Nov 252009
 
Baustelle Wii.
Baustelle Wii.
Irgendwie hab ich schön langsam das Gefühl, EA kann nicht so richtig mit Nintendos Wii. Hieß es vor etwas über einem Jahr noch, man habe aufs falsche Pferd gesetzt und habe deshalb nun viel Arbeit vor sich, sieht die Situation nun wieder anders aus. EA Sports Active war zwar ein recht großer Erfolg und auch die mySims-Reihe hat sich meines Wissens nicht so schlecht verkauft, danach lief es anscheinend aber nicht mehr so gut für EA was deren Wii-Games betrifft. Spätestens seit den schlechten Verkaufszahlen des Rail Shooters Dead Space: Extraction klingeln bei EA nun die Alarmglocken. John Riccitiello meinte deshalb schon Anfang November, die Wii habe eine schlechtere Performance hingelegt, als man das erwartet habe:

„To be honest with you, I think the Wii platform has been a little weaker than we had certainly anticipated.“

Doch damit nicht genug, Alain Tascan von EA Montreal setzt noch einen drauf.

Dieser verkündet nämlich bereits, dass man sich wieder auf Action- und HD-Titel konzentrieren werde. Der Wii-Markt sei im Moment ein wenig unvorhersehbar und man werde das Weihnachtsgeschäft abwarten.
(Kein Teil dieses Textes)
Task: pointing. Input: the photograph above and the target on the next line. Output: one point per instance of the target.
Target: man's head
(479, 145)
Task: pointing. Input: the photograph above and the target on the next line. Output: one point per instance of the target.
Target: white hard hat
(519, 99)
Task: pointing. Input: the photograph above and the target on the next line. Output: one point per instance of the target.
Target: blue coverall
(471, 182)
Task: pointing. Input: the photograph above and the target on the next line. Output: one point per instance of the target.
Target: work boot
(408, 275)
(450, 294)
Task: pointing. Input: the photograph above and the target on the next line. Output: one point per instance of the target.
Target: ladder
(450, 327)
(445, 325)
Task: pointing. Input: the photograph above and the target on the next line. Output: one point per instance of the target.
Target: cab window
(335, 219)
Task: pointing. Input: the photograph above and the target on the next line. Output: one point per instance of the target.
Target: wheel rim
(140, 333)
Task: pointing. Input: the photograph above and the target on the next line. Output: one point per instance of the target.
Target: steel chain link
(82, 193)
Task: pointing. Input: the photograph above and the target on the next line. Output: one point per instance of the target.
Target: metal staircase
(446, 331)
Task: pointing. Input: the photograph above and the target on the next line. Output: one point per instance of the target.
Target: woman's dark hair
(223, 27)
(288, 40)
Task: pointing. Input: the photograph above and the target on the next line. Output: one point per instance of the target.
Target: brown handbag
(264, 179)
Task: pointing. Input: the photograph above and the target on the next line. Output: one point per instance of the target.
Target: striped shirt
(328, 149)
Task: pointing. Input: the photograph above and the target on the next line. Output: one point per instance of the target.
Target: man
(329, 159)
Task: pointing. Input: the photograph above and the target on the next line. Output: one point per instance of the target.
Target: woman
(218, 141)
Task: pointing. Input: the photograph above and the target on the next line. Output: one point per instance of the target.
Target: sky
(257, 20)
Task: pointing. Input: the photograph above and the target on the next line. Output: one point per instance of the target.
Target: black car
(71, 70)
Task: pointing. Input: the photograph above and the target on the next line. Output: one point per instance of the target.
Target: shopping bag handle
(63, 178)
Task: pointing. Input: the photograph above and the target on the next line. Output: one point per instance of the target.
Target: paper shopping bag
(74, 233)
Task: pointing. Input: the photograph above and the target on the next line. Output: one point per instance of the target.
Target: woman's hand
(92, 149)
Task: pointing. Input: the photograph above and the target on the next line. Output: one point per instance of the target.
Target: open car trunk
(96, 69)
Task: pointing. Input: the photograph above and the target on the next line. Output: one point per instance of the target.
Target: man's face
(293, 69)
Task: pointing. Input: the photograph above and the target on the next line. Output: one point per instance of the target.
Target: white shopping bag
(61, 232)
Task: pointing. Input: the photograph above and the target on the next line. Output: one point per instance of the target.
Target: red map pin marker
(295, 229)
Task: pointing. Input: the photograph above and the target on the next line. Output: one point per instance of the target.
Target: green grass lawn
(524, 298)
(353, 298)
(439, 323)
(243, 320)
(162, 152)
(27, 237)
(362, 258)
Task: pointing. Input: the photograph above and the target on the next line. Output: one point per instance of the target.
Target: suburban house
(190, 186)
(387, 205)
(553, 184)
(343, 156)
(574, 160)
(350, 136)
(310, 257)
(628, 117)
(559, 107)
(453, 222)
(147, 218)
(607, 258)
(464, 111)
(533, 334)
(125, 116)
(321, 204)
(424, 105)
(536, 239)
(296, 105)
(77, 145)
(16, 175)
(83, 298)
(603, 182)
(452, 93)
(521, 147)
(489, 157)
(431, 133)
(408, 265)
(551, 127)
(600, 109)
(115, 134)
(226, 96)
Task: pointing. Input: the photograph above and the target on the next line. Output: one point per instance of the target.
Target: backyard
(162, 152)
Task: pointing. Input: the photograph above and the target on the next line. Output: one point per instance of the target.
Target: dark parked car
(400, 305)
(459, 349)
Obwohl man auf der Wii Erfolg hatte, werde man den Fokus künftig auf große Blockbuster-Titel legen.

„The Wii market is a little bit unpredictable these days. We’re going to see how Christmas is going to do and while with the Wii we have had very successful titles, we are going to focus on big, blockbuster-type titles. It doesn’t mean that we are going to abandon the Wii, but as a studio we want to be ready for new challenges.“

Na immerhin sagt EA Montreal der Wii nocht vollständig Adieu (noch nicht).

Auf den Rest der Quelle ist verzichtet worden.